Problem training on zero2.json #82

Open Davidup1 opened 5 days ago

Davidup1 commented 5 days ago

thank you for great job! but I met problem when training using zero2.json the loss and learning rate is 0.0 and i'm not sure how to fix it

yaolug commented 5 days ago

could you provide your full environment and command line

Davidup1 commented 5 days ago

I set up the environment following the readme and my script is as follow


export NCCL_P2P_DISABLE="1"
export NCCL_IB_DISABLE="1"

deepspeed --master_port=$((RANDOM + 10000)) --include localhost:0,1,2,3 /home/lyj/data/VILA/llava/train/train_mem.py \
    --deepspeed /home/lyj/data/VILA/scripts/zero2.json \
    --model_name_or_path /home/lyj/data/data/VILA1.5-3b/ \
    --version v1 \
    --data_mixture levir_cc \
    --vision_tower google/siglip-so400m-patch14-384 \
    --mm_vision_select_feature cls_patch \
    --mm_projector mlp_downsample \
    --tune_vision_tower False \
    --tune_mm_projector True \
    --tune_cc_projector True \
    --tune_single_projector True \
    --tune_language_model False \
    --mm_vision_select_layer -2 \
    --vision_resolution 576 \
    --mm_use_im_start_end False \
    --mm_use_im_patch_token False \
    --image_aspect_ratio pad \
    --chg True \
    --chg_type Chg2Cap \
    --from_origin True \
    --cc_n_layers 3 \
    --cc_head 8 \
    --cc_dropout 0.1 \
    --bf16 True \
    --output_dir /home/lyj/data/data/checkpoints_1/ \
    --num_train_epochs 10 \
    --per_device_train_batch_size 4 \
    --per_device_eval_batch_size 4 \
    --gradient_accumulation_steps 8 \
    --evaluation_strategy "no" \
    --save_strategy "steps" \
    --save_steps 0.5 \
    --save_total_limit 5 \
    --learning_rate 1e-4 \
    --weight_decay 0. \
    --warmup_ratio 0.03 \
    --lr_scheduler_type "cosine" \
    --logging_steps 1 \
    --tf32 True \
    --model_max_length 4096 \
    --gradient_checkpointing True \
    --dataloader_num_workers 16 \
    --lazy_preprocess True \
    --vflan_no_system_prompt True \
    --report_to wandb

the script work well with zero3.json but went wrong with zero2.json

i added some modules and setting to the model structure for my specific tasks. The general modification is that I expanded the structure of mm_projector.

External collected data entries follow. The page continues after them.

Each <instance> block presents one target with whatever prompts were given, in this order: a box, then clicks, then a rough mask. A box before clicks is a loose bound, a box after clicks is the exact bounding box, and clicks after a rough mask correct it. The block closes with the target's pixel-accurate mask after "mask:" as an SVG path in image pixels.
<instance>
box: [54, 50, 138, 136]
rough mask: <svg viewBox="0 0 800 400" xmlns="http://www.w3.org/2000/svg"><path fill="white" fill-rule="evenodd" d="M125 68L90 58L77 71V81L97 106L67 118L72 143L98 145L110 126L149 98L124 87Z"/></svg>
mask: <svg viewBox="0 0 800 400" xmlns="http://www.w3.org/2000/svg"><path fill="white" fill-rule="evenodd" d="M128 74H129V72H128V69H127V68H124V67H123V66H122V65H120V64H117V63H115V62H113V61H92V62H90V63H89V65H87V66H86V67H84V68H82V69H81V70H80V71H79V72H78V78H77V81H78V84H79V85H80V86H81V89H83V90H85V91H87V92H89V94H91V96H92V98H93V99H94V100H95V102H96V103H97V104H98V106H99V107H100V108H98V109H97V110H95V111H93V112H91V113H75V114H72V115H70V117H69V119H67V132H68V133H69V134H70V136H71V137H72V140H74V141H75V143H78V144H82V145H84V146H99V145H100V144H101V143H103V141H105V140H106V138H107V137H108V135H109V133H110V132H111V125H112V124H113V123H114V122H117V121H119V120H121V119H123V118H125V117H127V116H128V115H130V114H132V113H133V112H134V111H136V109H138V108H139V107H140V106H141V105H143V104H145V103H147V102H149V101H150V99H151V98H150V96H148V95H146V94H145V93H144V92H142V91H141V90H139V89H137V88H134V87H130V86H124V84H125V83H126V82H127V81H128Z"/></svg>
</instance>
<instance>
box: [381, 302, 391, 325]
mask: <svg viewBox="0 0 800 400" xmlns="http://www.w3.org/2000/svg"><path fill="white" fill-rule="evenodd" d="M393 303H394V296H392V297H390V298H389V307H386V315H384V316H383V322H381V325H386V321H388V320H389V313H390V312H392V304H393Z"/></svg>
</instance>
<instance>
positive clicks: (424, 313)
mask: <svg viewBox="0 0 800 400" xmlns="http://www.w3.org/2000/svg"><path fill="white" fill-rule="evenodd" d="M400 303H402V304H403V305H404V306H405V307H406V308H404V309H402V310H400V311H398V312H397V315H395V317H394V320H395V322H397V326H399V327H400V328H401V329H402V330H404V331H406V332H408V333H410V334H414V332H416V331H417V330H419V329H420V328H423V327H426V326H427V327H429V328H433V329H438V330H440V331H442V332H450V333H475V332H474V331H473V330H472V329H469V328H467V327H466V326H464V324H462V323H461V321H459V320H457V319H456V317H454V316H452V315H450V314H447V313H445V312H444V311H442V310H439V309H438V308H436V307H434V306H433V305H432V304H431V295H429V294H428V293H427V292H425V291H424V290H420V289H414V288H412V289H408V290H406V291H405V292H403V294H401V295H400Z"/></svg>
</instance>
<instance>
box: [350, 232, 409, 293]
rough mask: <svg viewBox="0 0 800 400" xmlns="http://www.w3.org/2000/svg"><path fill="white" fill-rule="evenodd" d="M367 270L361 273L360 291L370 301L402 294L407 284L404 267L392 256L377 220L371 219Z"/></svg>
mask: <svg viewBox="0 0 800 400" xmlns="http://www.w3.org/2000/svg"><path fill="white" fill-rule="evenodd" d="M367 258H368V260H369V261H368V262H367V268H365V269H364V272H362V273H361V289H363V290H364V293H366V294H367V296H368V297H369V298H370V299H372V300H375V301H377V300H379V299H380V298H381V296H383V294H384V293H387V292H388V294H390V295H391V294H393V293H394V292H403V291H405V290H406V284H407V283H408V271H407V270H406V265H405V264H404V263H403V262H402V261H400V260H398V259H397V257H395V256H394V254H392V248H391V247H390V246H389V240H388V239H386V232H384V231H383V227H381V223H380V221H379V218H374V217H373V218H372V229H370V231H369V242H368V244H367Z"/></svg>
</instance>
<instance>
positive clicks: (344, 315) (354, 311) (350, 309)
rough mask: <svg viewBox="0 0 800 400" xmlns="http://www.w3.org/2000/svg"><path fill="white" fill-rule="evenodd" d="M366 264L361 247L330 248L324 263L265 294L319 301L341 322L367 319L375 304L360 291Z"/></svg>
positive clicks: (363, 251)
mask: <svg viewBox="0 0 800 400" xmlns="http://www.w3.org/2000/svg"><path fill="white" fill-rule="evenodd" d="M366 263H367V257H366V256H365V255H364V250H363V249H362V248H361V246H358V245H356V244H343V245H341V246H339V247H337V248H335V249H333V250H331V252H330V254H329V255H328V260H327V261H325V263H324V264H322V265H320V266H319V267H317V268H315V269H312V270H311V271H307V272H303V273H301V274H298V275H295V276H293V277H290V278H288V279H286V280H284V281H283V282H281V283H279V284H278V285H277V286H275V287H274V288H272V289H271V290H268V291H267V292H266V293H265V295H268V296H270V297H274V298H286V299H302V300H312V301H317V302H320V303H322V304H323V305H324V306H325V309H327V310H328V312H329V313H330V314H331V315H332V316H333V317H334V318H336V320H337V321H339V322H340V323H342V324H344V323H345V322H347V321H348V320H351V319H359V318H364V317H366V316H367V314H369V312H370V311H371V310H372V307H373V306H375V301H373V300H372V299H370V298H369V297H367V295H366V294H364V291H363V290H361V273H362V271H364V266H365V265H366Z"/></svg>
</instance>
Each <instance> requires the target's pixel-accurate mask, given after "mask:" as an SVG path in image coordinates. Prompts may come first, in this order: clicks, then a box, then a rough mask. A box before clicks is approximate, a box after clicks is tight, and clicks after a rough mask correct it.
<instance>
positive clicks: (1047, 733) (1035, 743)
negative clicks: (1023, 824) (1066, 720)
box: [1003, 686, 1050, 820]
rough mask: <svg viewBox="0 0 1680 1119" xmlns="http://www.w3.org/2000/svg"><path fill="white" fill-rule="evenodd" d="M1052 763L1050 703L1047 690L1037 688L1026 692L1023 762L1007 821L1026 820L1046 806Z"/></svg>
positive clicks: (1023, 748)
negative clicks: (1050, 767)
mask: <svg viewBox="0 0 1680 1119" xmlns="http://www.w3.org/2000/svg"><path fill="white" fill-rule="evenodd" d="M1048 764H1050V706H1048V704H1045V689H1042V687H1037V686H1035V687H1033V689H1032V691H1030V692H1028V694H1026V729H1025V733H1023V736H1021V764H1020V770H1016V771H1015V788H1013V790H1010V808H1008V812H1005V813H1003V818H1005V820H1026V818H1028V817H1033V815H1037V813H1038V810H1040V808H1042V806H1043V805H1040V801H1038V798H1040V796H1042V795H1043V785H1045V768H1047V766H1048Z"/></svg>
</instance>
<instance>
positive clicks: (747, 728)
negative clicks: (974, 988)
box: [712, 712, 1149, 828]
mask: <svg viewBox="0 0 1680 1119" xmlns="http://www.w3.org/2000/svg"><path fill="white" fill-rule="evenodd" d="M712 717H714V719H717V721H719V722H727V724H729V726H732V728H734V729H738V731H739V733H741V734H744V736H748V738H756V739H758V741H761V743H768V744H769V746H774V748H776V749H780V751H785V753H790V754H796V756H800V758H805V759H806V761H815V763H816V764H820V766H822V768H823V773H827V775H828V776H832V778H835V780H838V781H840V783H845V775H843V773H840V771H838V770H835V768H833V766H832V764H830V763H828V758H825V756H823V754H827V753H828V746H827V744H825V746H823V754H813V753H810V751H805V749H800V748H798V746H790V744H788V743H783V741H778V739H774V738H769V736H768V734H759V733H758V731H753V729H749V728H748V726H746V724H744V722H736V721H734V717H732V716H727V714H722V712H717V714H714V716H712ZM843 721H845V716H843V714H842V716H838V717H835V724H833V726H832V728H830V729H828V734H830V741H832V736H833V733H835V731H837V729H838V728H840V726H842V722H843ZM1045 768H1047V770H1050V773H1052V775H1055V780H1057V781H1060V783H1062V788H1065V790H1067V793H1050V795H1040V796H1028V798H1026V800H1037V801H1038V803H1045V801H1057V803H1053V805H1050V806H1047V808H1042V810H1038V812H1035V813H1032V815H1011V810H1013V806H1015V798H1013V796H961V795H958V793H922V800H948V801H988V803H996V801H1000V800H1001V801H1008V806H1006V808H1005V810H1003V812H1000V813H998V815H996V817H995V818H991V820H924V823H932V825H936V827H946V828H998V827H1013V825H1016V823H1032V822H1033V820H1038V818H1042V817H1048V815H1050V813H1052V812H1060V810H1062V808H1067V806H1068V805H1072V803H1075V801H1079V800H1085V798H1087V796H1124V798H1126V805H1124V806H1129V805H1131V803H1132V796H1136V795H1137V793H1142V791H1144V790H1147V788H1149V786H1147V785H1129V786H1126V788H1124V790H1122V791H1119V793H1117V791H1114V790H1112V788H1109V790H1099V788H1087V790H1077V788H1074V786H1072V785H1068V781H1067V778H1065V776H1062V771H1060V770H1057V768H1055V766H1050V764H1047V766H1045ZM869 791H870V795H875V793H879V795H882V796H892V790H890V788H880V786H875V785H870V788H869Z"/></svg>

However, although I don’t know the specific reason, by modifying the import method of pre-training parameters, the model can now be trained normally under zero2.json. But I am still curious about the inducing mechanism of the problem.

Lyken17 commented 13 hours ago

This is ususally casued by specific transformer and deepspeed versions. Coud you run environment_setup.sh to reinstall the env?